Chewing is also meditation. Imagine yourself in your favorite restaurant and tasting the sensational magic in the air, the aroma of great food. The first bite of the mixture of velvety and crunchy leaves and a rather bitter flavor of mescal greens wake up the taste buds in your mouth. You are so ready to take the first bite of the golden-brown, cedar-planked salmon. The sharper, outside, spicy-salty taste blends with the rather sweeter and softer taste of the center part, as the bite falls apart in you mouth. "But wait! Something is missing." Of course, you need a drop of lemon to make this experience magical. Now, with the sour taste of the lemon, the bite feels complete. After a few bites, the delight is overwhelming and the taste needs to be broken with something blander. "Oh, I will just take a bite of my roasted garlic mashed potato." The magic continues. You feel the velvety soft texture of this paste-like substance, soothing the spices from the fish. Perfect match! What a joyful and satisfying feeling! Then the bite of the bittersweet crunch of velvety dark chocolate, covering the completely ripe, sweet-and-sour tangy strawberry puts you right over! You even forget that "hot" guy sitting at the bar. You just want the magic to last forever. You just want to keep chewing to discover more. The only thing you are thinking about is your action of chewing and tasting the food. You totally focus on doing one thing at a time.

Chewing brings out the flavor of food. Chewing and holding the food in your mouth longer allows you to experience the magic behind the flavors. By chewing, you experience all six tastes—bitter, sweet, salty, sour, spicy (pungent), and paste, like astringent (potato)—in your meal in perfect harmony. The tastes balance each other out to leave you not wanting anything else. You feel satisfied with what you have eaten.

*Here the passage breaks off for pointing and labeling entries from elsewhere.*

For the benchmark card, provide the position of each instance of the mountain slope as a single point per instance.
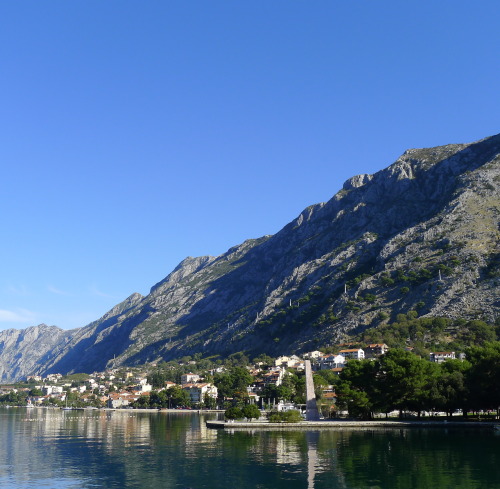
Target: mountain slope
(422, 234)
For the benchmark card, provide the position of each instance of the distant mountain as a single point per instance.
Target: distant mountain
(422, 234)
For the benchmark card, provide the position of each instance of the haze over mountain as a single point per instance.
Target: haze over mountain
(422, 235)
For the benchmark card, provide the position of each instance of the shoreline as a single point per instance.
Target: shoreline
(340, 424)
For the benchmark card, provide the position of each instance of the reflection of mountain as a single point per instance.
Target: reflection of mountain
(108, 450)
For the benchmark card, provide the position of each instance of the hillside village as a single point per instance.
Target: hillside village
(141, 387)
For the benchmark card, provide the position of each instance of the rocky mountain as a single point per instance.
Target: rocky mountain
(420, 235)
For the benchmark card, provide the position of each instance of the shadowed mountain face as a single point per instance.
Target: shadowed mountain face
(422, 235)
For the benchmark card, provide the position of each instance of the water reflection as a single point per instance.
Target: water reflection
(105, 449)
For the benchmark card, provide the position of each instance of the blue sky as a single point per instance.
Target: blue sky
(134, 134)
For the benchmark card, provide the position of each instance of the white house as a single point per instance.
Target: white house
(353, 354)
(197, 392)
(189, 378)
(441, 356)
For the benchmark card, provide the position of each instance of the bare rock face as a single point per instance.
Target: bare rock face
(22, 351)
(422, 234)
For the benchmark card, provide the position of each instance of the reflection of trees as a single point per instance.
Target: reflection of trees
(417, 459)
(165, 450)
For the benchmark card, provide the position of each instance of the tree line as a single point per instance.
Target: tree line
(402, 381)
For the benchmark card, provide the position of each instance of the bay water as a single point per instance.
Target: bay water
(51, 448)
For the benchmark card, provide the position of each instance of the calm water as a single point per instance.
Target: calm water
(75, 449)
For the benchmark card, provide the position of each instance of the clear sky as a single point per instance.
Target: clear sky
(134, 134)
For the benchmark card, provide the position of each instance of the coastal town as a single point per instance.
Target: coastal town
(196, 383)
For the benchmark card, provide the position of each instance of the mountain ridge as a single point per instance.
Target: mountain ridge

Balancing the tastes brings satisfaction. "Boy, when I eat all those salty tortilla chips, I need to switch over to something sweet!" The other day, that hot-and-sour soup at the local Thai restaurant left you screaming for the relief brought on by a slice of cucumber. These are just a couple of examples of opposing tastes. When we eat too much of one taste, we start craving the opposite taste to restore harmony. The next time you feel something is missing and you keep looking for something else to eat even though you are full, look at what you ate. See if your meal contained all six tastes or if you indulged in something. A few bites of that missing taste will bring you back to harmony and keep you from eating all night long.

Thoughtfully designed meals and proper chewing bring you joy and happiness every time you eat.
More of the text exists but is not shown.